Do you want to say something about the field force that go out to talk to farmers?
Jonathan Baker: Yes, I think it is worth touching on for the point about making sure it reaches those who need it and how integrated it is. We made sure that when we were awarding the fund one of the evaluation criteria was demonstrating connection with local communities and could reach out and then integrate mental health into business support. We run workshops with all of the providers to make sure that they have the signposting to professional mental health support or agricultural charity, so the specialists. It is factored in there so that the wellbeing and personal resilience can be provided by providers as part of this wider business package.
The reason we have that integrated package around wellbeing support and business support is that we got feedback from farmers and our farming stakeholders that farmers would be much more likely to engage if it was framed in that way, whereas a stand-alone wellbeing or mental health offer would be ignored. We needed this way into the door of many of the farmhouses and that is what we are seeing works quite well at the moment.

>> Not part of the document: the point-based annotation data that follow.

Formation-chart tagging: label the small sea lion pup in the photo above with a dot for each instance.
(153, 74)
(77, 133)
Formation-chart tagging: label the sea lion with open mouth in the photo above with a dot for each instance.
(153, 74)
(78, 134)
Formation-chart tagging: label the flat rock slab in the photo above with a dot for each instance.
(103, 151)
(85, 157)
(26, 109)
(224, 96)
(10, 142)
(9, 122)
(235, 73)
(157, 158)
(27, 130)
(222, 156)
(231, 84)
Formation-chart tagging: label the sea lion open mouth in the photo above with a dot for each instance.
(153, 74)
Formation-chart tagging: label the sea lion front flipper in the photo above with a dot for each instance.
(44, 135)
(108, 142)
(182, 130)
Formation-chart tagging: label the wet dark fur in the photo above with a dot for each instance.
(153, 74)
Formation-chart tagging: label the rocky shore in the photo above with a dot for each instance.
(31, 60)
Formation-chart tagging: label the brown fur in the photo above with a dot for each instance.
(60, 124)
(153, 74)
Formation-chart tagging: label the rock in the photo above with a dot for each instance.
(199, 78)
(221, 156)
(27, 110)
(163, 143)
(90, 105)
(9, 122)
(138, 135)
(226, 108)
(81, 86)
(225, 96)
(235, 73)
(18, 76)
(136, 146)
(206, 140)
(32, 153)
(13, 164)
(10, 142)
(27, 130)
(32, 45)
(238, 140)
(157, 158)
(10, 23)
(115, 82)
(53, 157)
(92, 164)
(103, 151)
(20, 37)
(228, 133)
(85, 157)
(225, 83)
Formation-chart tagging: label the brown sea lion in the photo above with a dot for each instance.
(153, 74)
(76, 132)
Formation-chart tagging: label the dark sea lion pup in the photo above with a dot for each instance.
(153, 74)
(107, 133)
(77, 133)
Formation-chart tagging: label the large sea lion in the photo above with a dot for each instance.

Q321 Chair: Thank you. In our last section we want to talk about suicide prevention. Minister Keegan, could you talk a little bit about the split between what we do nationally and what we do locally in the rural local authorities? Also, current funding for the local areas core suicide prevention plans ends in 2023-24. When are the Government going to commit to taking that forward? Will that be a continuing budget line and can you reassure people that that strategy will continue?
Gillian Keegan: 2012 was the suicide prevention strategy and that required all local authorities, all areas to have their own suicide prevention plans in place. An awful lot of training was done for people within many different touchpoints, particularly in the NHS. That is what happened over the last plan.
I chair a national suicide prevention action group and we are very live and active in building the 10-year suicide prevention plan. We will be looking at the call for evidence that we had for the mental health and wellbeing. There will be stuff in there that will also help us refresh and update that plan. They are both going along in parallel, but it is very important that we do work on reducing the stigma, in particular.
Male suicide numbers are higher for men in particular age groups, some occupations, some other risk factors as well. They are a harder to reach group in some ways so, as Richard was saying, we need to adapt to make sure that we reach out in language in places that they are there. We will be looking to do that as much as we possibly can but, yes, there will be an updated plan and it is very high priority.
Chair: Thank you. I am afraid we now have several divisions, so we are going to have to curtail the session. We have one or two outstanding questions on some of the suicide issues relating to DEFRA’s policy. Could we write to you both? We were almost at the end of the questions and colleagues have done very well. Thank you very much to all our witnesses, in particular your officials who have come along and been your safety net, which you have not needed very often.